The five permanent members of the Council -- the United States, France, Britain, China and Russia -- plus Germany are considering imposing new sanctions on Iran over its nuclear ambitions, which Tehran insists are entirely peaceful.

''The president of Iran plans to speak in a possible meeting of the Security Council on Iran's nuclear programme to defend the right of the Iranian nation to use peaceful nuclear technology,'' state TV today quoted government spokesman Gholamhossein Elham as saying, without giving further details.

Iran's IRNA news agency quoted Elham as saying Ahmadinejad planned to attend ''if the Security Council has a meeting on Iran's nuclear programme''. The Foreign Ministry spokesman confirmed the news to reporters but gave no more details.

Iran has ignored United Nations demands that it halt uranium enrichment, a process Western nations say Tehran is mastering so it can produce atom bombs. Iran, the world's fourth biggest oil exporter, insists its aim is nuclear power generation.
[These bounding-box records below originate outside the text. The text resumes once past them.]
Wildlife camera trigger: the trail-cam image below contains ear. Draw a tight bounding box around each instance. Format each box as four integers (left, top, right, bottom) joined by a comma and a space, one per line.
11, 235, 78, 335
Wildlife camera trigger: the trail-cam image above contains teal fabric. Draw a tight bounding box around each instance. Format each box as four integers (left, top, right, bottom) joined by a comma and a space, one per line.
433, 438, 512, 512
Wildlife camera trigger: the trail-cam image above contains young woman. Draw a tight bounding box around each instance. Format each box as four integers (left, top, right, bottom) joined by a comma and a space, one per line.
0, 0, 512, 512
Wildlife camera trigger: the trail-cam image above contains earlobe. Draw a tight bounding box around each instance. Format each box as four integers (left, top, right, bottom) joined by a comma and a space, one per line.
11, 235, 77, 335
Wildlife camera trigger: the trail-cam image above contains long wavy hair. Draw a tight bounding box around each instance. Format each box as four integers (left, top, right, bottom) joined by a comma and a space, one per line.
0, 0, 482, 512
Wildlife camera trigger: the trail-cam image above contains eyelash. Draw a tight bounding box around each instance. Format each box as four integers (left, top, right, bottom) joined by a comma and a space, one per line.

The Security Council imposed in December a package of limited sanctions including a ban on the transfer of sensitive nuclear technology or know-how. It threatened further steps if Iran failed to meet its Feb. 21 deadline to suspend enrichment.
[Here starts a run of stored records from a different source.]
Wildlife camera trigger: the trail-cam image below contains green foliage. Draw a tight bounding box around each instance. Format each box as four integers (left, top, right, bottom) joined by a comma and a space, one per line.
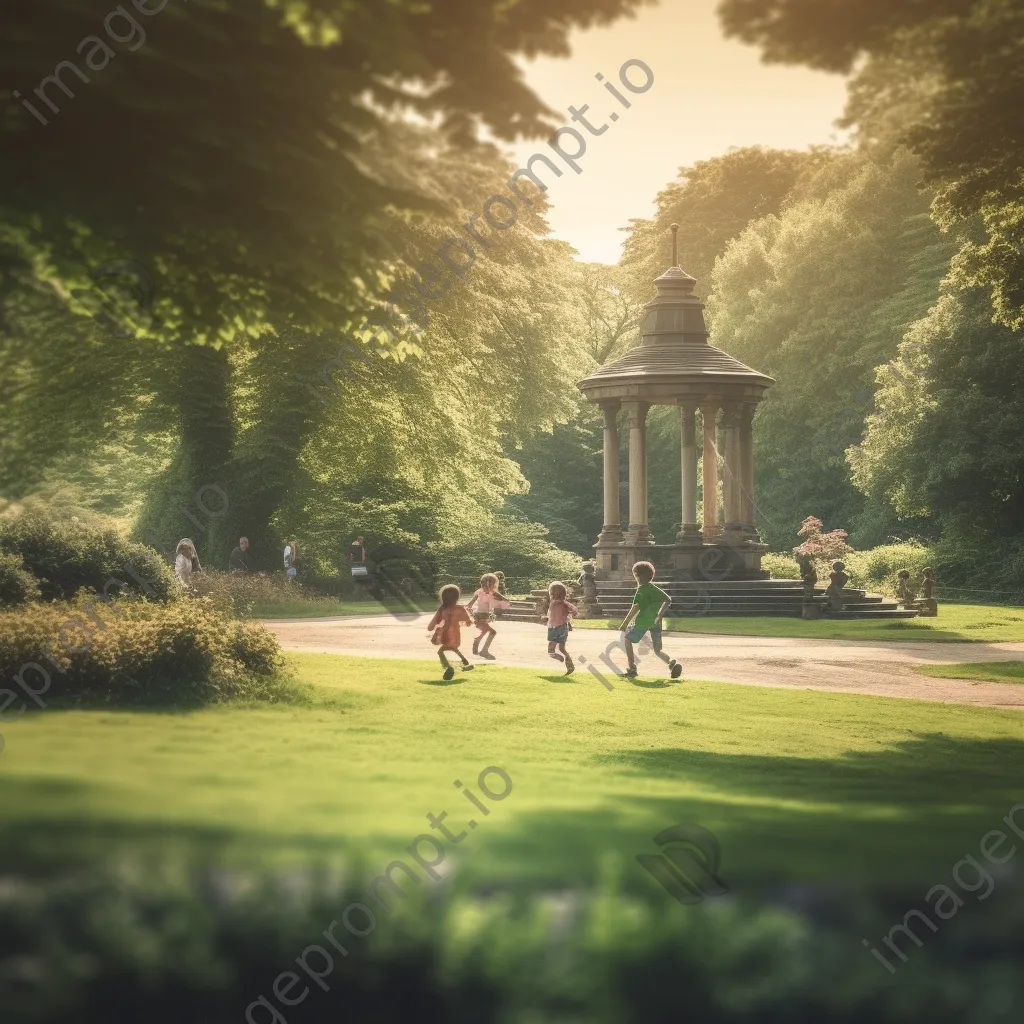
0, 598, 290, 707
8, 854, 1022, 1024
843, 541, 936, 596
721, 0, 1024, 328
430, 515, 583, 587
709, 152, 952, 547
0, 550, 42, 605
618, 145, 835, 299
848, 284, 1024, 548
0, 512, 176, 601
761, 551, 800, 580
The six world powers are considering new measures but both China and Russia have balked at the idea of financial sanctions.
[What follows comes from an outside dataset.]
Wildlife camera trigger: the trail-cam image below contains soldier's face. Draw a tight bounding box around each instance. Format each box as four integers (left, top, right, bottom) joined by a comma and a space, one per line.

''We believe that if they follow an extreme way it won't help find a logical and legal solution but we cannot give up our obvious right (to nuclear technology),'' Foreign Ministry spokesman Mohammad Ali Hosseini told a news conference.

He repeated Iran's call for negotiations to end the standoff.

''We have always suggested that if the other side has any ideas or solutions which are in the framework of regulations and which guarantee Iran's rights, they can discuss them and the best place for that is the negotiating table,'' he said.

A draft of new measures being considered against Iran would expand a list of people, firms and groups whose assets would be frozen or with whom trade would be restricted, such as Iran's Revolutionary Guards and the state-owned Bank Sepah.